Note

All these settings could be changed before making (transforming) dataset files in the corresponding py files in the codes folder.

ETH-UCY and Stanford Drone Dataset

When making dataset files, we process the ETH-UCY dataset files by the leave-one-out strategy. For the SDD, we split video clips with the dataset split method from SimAug (36 train sets + 12 test sets + 12 val sets). Especially, following other researchers, the univ13 split is not split exactly according to the literal leave-one-out approach. The univ13 split (ETH-UCY) takes univ and univ3 as test sets, and other sets {eth, hotel, unive, zara1, zara2, zara3} as training sets. Differently, the univ split only includes univ for testing models.

Note

Please note that we do not use dataset split files like TrajNet on ETH-UCY and SDD for several reasons. For example, the frame rate problem in ETH-eth sub-dataset, and some of these splits only consider the pedestrians in the SDD dataset. We process the original full-dataset files from these datasets with observations = 3.2 seconds (or 8 frames) and predictions = 4.8 seconds (or 12 frames) to train and test the model. See details in this issue.

NBA SportVU

Following most previous works, we only sample about 50K samples on this dataset. Thus, the corresponding split name has become nba50k.
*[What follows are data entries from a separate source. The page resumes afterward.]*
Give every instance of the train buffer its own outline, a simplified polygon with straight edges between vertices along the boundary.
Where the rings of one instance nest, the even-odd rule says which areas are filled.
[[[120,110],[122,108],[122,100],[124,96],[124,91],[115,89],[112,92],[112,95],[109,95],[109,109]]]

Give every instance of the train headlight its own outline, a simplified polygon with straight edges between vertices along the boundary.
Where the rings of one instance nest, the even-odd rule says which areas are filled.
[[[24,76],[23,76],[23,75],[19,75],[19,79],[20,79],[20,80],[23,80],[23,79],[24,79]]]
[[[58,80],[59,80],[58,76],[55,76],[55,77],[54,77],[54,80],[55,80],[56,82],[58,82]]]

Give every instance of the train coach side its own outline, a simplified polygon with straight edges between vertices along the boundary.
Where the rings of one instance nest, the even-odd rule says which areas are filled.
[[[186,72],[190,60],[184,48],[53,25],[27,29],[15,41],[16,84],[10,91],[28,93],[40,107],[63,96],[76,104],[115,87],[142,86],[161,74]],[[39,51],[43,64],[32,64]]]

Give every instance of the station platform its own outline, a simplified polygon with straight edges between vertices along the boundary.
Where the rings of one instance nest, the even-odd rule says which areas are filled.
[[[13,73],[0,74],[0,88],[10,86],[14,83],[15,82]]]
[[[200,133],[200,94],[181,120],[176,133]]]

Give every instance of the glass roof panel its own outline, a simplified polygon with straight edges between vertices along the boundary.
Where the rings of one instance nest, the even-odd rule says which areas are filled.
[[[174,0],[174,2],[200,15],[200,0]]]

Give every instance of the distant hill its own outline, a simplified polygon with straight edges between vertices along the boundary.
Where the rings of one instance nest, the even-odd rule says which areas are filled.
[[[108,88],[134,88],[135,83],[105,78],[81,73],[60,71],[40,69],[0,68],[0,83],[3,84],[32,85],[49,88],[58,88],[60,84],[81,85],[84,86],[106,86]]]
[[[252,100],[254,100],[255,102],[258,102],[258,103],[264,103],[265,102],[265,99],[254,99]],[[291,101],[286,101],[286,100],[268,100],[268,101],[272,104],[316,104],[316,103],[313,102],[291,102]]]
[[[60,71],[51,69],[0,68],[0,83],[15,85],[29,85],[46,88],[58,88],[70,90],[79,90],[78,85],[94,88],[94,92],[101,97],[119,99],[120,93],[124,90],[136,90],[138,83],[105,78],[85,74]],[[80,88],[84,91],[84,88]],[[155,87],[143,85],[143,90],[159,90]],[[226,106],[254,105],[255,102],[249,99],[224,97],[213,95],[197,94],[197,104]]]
Among the 50K samples,

  • 65% Train sets: About 32.5K training samples;
  • 25% Test sets: About 12.5K test samples;
  • 10% Val sets: About 0.5K samples.

nuScenes

Since the official test set in the nuScenes dataset has no labels, we use the following method to split the training set:

  • 550 Train sets: Randomly sampling 550 video clips from the official 850 training sets;
  • 150 Val sets: Randomly sampling the other 150 video clips from the official 850 training sets;
  • 150 Test sets: We treat the official 150 val sets as our test sets.

Human3.6M

Following previous settings, we use all data from subjects [1, 6, 7, 8, 9] to train the model, subjects [11] to validate, and subjects [5] to test.

When making the training samples, we sample observations with the frequency of 25Hz (i.e., the sample interval is 40ms) and use t_h = 10 frames (400ms) of observations from all subjects to predict their possible trajectories for the next t_f = 10 frames (400ms).